デュアル・クレセント① 〜仮初の舞踏会〜
空はぼんやりとした雲が紫の夜に染まり、寂しがり屋の三日月の光が、宮殿の高窓を静かに叩いていた。風は音もなくカーテンを揺らし、淡く揺れる燭台の炎が、天井画に描かれた天使たちの顔をちらちらと照らしている。

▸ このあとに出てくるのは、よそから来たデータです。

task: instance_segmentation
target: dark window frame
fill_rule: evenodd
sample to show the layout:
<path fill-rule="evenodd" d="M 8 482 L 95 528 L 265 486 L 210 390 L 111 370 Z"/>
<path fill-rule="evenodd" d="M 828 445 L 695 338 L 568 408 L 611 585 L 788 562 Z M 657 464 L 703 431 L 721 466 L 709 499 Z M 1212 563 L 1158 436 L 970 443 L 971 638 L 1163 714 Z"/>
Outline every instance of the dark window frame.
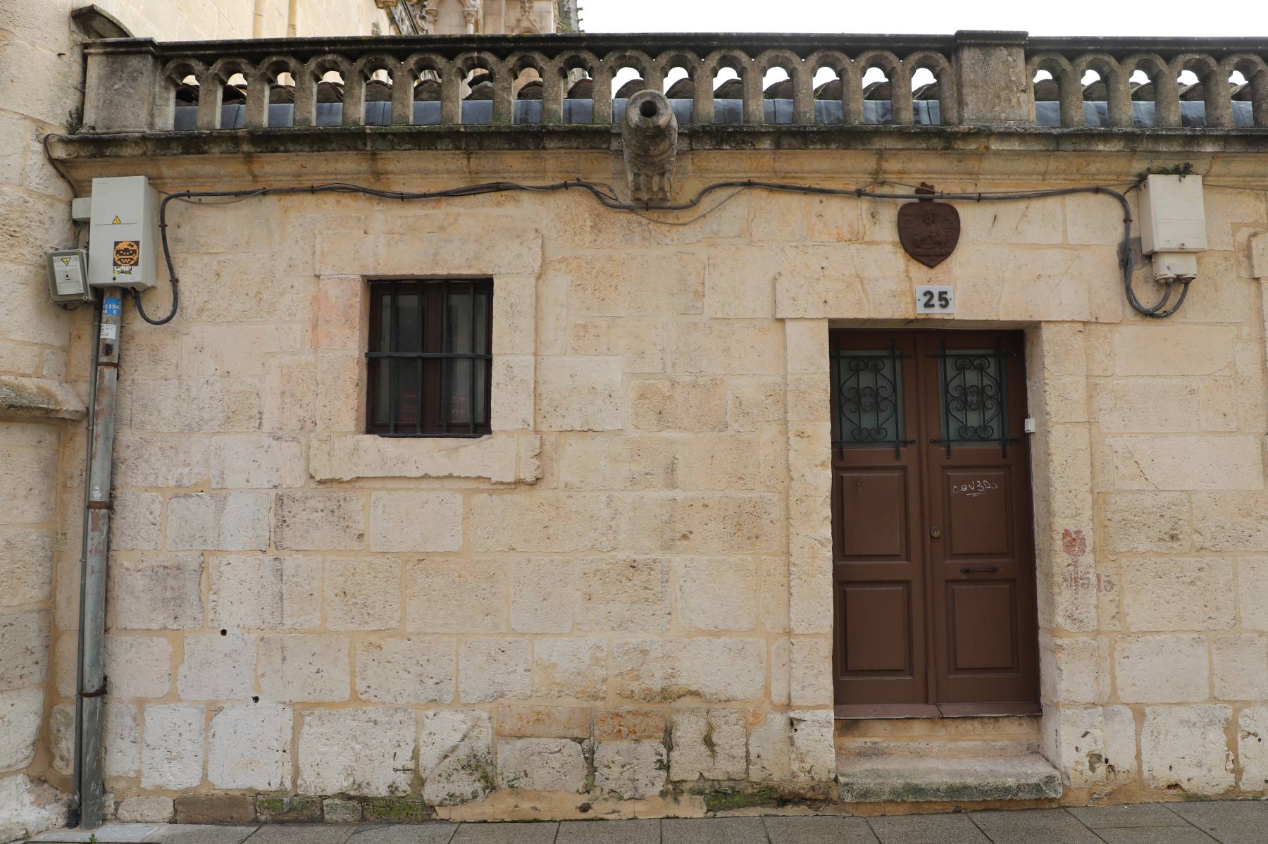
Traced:
<path fill-rule="evenodd" d="M 366 406 L 365 431 L 383 437 L 455 437 L 473 438 L 492 433 L 489 404 L 492 400 L 493 369 L 493 280 L 492 279 L 369 279 L 370 319 L 369 346 L 366 359 Z M 482 348 L 476 348 L 476 300 L 477 294 L 484 295 L 484 333 Z M 413 346 L 418 351 L 402 351 L 399 329 L 399 297 L 417 295 L 418 337 Z M 453 297 L 469 297 L 472 318 L 470 343 L 468 350 L 450 350 L 454 332 L 449 326 L 449 303 Z M 384 299 L 388 302 L 389 324 L 384 327 Z M 467 419 L 453 421 L 451 389 L 449 383 L 449 361 L 470 361 L 467 379 Z M 417 409 L 413 421 L 401 419 L 401 371 L 406 364 L 418 361 L 411 369 L 417 370 Z M 387 369 L 388 412 L 387 421 L 378 418 L 380 400 L 380 374 Z M 483 368 L 483 397 L 477 395 L 477 368 Z M 407 370 L 408 371 L 408 370 Z M 478 398 L 483 398 L 481 406 Z M 481 413 L 477 413 L 481 411 Z"/>

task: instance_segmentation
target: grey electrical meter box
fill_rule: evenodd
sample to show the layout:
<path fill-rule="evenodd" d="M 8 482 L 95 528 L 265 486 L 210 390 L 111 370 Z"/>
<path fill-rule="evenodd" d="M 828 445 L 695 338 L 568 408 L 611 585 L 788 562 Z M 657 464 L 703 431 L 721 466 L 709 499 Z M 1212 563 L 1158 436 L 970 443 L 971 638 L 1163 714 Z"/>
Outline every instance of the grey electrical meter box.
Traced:
<path fill-rule="evenodd" d="M 93 180 L 87 281 L 94 288 L 155 286 L 158 191 L 145 176 Z"/>
<path fill-rule="evenodd" d="M 48 253 L 48 300 L 62 304 L 93 302 L 87 286 L 87 252 L 57 250 Z"/>

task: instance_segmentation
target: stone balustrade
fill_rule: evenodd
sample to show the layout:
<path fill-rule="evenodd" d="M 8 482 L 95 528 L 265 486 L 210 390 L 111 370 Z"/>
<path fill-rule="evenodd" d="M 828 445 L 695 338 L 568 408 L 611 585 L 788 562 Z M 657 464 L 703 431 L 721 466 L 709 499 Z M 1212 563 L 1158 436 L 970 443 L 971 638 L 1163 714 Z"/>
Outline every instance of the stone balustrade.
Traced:
<path fill-rule="evenodd" d="M 1268 127 L 1268 41 L 955 35 L 293 38 L 86 48 L 85 132 L 321 125 L 612 124 L 624 79 L 666 91 L 680 124 Z M 780 68 L 786 79 L 763 85 Z M 865 85 L 872 68 L 880 85 Z M 719 86 L 720 75 L 734 80 Z M 681 72 L 676 72 L 681 71 Z M 932 82 L 918 85 L 917 74 Z M 1084 103 L 1103 82 L 1104 119 Z M 1132 87 L 1137 71 L 1148 85 Z M 1184 112 L 1192 71 L 1202 106 Z M 670 80 L 678 79 L 672 84 Z M 1230 77 L 1241 80 L 1230 85 Z M 1058 95 L 1038 95 L 1049 87 Z M 817 84 L 818 82 L 818 84 Z M 716 90 L 715 90 L 716 89 Z M 1097 89 L 1101 90 L 1101 89 Z M 1089 96 L 1090 94 L 1090 96 Z M 1144 96 L 1148 94 L 1148 98 Z M 226 109 L 227 99 L 238 100 Z M 538 100 L 531 108 L 521 104 Z M 1036 100 L 1056 99 L 1059 108 Z M 1134 101 L 1151 103 L 1134 109 Z M 1192 99 L 1192 95 L 1189 95 Z M 483 104 L 484 100 L 489 103 Z M 477 108 L 473 101 L 481 101 Z M 278 108 L 278 106 L 283 108 Z M 325 106 L 325 108 L 323 108 Z M 1038 108 L 1037 108 L 1038 106 Z M 1135 112 L 1140 110 L 1140 114 Z M 178 114 L 181 113 L 181 119 Z M 1192 114 L 1191 114 L 1192 113 Z"/>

舞踏会の広間は、まるで幻想の鏡の中のようだった。金と瑠璃色をあしらった天井は天界の空を模し、床は足元の星座のように白と黒の大理石が編まれている。水音のように流れる弦楽の調べに乗せて、仮面をつけた貴族たちは互いに笑い、踊り、仮面の奥にある誰かの秘密に胸をときめかせていた。
そのとき、ふと広間の空気が変わった。
大きな扉がすうっと開き、一陣の静かな風のように、彼が現れた。
白塗りの仮面に、月の微笑みを思わせる目元と口元。左右の瞳を貫くようにそれぞれ濃紺の縦の線が走り、左のおでこには黒い星。長身に細身のジャケットをまとい、爪先から踵へと重心を滑らせるようにして歩むその姿に、場の空気が一瞬、静まり返る。
「彼が来たわ……!」
エウロパがぽつりと呟いた。純白のドレスに身を包み、背の高いグラスを手に持ったまま、シャンデリアの下で立ち止まる。周囲の友人たちが口元を覆い、微笑みを交わす。
「今夜もきっと、私たちの心を盗んでいくわ」
「でも誰のものにもならないのよね。あの人……」
デュアル・クレセントは跳ねるように前へ進み、舞踏の輪に加わった。鮮やかなステップで床を滑り、音楽に合わせて体をひねる。観客の手の動き、瞳の向き、息の間合いを敏感に読み取りながら、彼はそれらを操るようにして空間を支配していく。くるりと回って投げキスを一つ、床を足で軽く打って、帽子を脱ぎ、観客に恭しくお辞儀をする。
やがて歓声と拍手が広がり、楽団は彼の登場に応えるように音色を高めた。
この道化師の名は、デュアル・クレセント。
仮面の裏にある素顔を知る者はいない。ただ、あの三日月のような笑顔と、涙の縦線、そして左のおでこの星――その三つの印だけが、彼の存在を証明する。
彼は滑らかに踊り、笑い、時には茶目っ気たっぷりに貴族たちをからかい、彼らの仮面の裏の顔色すら読み取るかのように、巧みに会話を繰り広げた。
エウロパの元へも、やがて彼は近づいてくる。
「今宵も月は美しいですね、マドモアゼル」
仮面越しに言葉をかけ、軽く手を取って一礼する。エウロパは一瞬だけ目を細め、そして微笑みを返す。
「道化師の目には、月も泣いて見えるのかしら?」
「あいにく、泣いているのはいつも人のほうですよ」
そんなやりとりに、周囲の友人たちは笑い、カップの中の金色の液体がきらめいた。
この夜、デュアル・クレセントは仮面の下で、微かに笑っていた。だが、その笑顔の意味は、目の前で話しているエウロパにさえ気づかれることはない。
三日月が地平線に帰る頃まで、舞踏会は続き、道化師は仮面を一度も取ること無く、いつの間にか姿を消していた。